I am (or was) an illustrator of 28 yrs. Mostly self employed, lows and highs, but many, many highs!
Around 4 yrs ago I just lost it.
I recall feeling dug out by it and as if on a conveyor belt, so much competition, and then feeling like my work was crap. I am not famous at all, but was moderately successful for most of those years - working with pretty big companies, record labels and novelists.
What bothers me, apart from the massive drop in income, is why I don't just 'do it' anymore. I just did it by nature previously, from my teens onwards, I never had to think about it. I was multimedia, so embraced digital, traditional and video. I never had a social media following but had a lot of work and many different styles.

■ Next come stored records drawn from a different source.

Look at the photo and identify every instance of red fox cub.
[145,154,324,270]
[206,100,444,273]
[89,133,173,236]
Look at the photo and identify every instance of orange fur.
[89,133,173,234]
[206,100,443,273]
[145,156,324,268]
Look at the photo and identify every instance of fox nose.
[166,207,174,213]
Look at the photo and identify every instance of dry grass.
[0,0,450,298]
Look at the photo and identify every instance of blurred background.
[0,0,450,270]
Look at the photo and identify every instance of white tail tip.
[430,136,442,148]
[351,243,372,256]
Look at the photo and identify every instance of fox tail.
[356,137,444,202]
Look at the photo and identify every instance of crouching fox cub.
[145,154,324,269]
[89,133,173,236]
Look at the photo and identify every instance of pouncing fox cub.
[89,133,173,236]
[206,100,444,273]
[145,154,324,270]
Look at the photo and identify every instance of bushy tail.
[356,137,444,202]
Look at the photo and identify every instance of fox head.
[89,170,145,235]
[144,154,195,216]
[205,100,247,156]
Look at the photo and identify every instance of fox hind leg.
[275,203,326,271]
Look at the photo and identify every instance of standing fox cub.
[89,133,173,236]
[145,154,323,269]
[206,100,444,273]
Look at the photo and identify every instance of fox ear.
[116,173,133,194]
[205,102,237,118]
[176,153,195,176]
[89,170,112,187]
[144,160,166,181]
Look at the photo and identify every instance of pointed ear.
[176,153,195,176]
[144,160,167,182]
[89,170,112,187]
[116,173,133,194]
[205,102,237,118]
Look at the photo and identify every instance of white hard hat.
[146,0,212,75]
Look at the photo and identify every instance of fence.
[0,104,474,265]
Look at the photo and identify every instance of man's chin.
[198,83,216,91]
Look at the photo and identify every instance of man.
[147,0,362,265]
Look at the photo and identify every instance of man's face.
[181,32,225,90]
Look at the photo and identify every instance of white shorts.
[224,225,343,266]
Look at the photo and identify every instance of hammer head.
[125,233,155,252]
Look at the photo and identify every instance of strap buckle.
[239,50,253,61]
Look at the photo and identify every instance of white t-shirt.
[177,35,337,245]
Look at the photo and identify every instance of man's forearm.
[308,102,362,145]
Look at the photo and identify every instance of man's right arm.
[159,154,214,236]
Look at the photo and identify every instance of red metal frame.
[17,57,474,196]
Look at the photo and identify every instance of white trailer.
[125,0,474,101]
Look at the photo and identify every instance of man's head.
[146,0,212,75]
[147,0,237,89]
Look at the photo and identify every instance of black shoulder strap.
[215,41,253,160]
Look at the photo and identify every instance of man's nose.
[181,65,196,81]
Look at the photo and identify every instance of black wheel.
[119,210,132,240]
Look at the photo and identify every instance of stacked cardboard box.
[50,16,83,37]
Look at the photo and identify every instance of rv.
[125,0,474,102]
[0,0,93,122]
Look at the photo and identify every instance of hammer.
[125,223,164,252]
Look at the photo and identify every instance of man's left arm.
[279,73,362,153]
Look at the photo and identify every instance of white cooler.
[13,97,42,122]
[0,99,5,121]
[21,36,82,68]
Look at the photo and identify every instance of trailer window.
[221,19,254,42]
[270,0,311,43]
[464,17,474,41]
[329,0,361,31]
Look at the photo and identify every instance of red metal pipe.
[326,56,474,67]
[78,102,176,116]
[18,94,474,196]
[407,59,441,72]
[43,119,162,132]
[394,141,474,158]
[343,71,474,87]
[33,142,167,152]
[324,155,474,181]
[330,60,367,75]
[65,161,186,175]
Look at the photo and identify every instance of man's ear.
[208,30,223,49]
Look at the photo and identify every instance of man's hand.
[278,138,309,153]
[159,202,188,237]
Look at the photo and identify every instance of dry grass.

I just never pick up the pencil or the digital pen now. I thought it might be stress, as I lost my parents at that time, but nothing else has gone awry. So it it was stress related, why just this?
I am living on savings and need to find a regular job, but the loss of that income is huge.
I am happy to move on without it if I have to (maybe), but it feels stupid to ignore it as if it never happened either. This was my profession, and now I feel like a fake or a fraud.
I guess I will be crying into a void here, maybe it's a little too 'niche', but I would love to return to it, yet every time I think of doing it I freeze, or I can't even think of what to do. It feels foreign to me, and that makes me feel even more fed up. I an't even think of where to start.
I tried changing things up for years but nothing worked:(
Is it time to cut ties completely or try to work it out?